Ron Hazelton (March 29, 1942 – April 30, 2023) was an American television presenter. He was the host of several popular home improvement series including Ron Hazelton's HouseCalls. He was also the Home Improvement Editor for ABC's Good Morning America and hosted several shows for The History Channel.

== Early life ==
Hazelton was born March 29, 1942, in Binghamton, New York, to Earl, a building contractor, and Wanda Hazelton. He graduated from the Florida State University College of Business with a BS in marketing in 1965. He was a member of the Pi Kappa Alpha fraternity and was part of the Air Force ROTC Drill team.

== Early career ==
After graduation, Hazelton joined US Navy Officer Candidate School for Anti-Submarine Warfare School. Hazelton was a marketing consultant in Boston. He founded a storefront restoration workshop in San Francisco called Cow Hollow Woodworks in 1978. He sold the business in 1993.

== Television career ==
In 1989, Hazelton created, co-produced, and hosted a reality-based, on-location home improvement television program called The House Doctor.
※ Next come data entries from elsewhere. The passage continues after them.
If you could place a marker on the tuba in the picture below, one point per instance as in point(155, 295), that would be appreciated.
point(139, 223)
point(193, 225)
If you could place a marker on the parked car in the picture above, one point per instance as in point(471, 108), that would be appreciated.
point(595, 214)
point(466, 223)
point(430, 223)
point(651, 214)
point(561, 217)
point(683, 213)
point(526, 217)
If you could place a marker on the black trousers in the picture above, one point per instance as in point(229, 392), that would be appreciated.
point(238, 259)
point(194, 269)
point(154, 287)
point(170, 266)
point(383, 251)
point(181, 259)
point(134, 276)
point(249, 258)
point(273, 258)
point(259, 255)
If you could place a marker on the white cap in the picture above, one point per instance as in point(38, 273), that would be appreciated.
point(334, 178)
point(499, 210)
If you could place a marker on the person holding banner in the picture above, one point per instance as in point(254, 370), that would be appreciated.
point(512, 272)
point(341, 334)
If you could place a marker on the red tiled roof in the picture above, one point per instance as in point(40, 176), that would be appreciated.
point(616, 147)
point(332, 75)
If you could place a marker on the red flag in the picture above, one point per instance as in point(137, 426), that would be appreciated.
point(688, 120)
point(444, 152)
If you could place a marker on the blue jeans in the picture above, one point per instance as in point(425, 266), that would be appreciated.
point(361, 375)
It ran from 1990 to 1997 with more than 200 episodes and 600 house visits. It originated on ABC affiliate KGO-TV in San Francisco, and aired for several years on the HGTV network until 2001. He related that he got started on television by accident: his dentist connected him with a KGO-TV producer for what became The House Doctor.

Hazelton was the Home Improvement Editor for ABC's Good Morning America from 1997 to 2007. Ron reported regularly on a variety of topics related to home improvement, design, repair, health, and safety. He has been featured as a home improvement expert on The Oprah Winfrey Show, Inside Edition, Discovery Channel's Popular Mechanics, Lifetime's Our Home and The History Channel's series Modern Marvels — History of Tools, Hands on History and Save our History: Frontier Homes.

Ron Hazelton's HouseCalls is a 30-minute Tribune Entertainment nationally syndicated home improvement show that Hazelton produced and hosted. He traveled by motor home with a mobile workshop to help people with weekend DIY home projects. As of May 2023, Ron Hazelton's HouseCalls is broadcasting season 24.

HouseCalls is a new syndicated version of the program featuring a new logo (stylized "HouseCalls") mixing vintage clips of Ron with new clips featuring host Brian Kelsey and is syndicated by The Television Syndication Company, Inc. (TVS) on a barter basis. The new programs have a copyright date of 2026.

== Advocacy ==
Hazelton was the national spokesperson for the Home Fire Sprinkler Coalition, a non-profit, fire safety organization, from 1997. He received a special Appreciation Award from Home Fire Sprinkler Coalition Steering Committee member, the National Fire Sprinkler Association, for his work on behalf of the organization.

== Author ==
Hazelton was the author of:
- Ron Hazelton's HouseCalls: America's Most Requested Home Improvement Projects (1999, Time-Life Books)
- Plumbing Made Easy (2009, F+W Publications’ Home Basics series)
- Electrical Made Easy (2009, F+W Publications’ Home Basics series)

== Personal life and death ==
Hazelton married Lynn Robin Drasin in October 1997. At the time of their marriage, Drasin was a segment producer on Good Morning America on ABC while Hazelton was the show's home improvement editor. Drasin later became a producer on Ron Hazelton's HouseCalls.

Hazelton died at his Connecticut home on April 30, 2023, at the age of 81.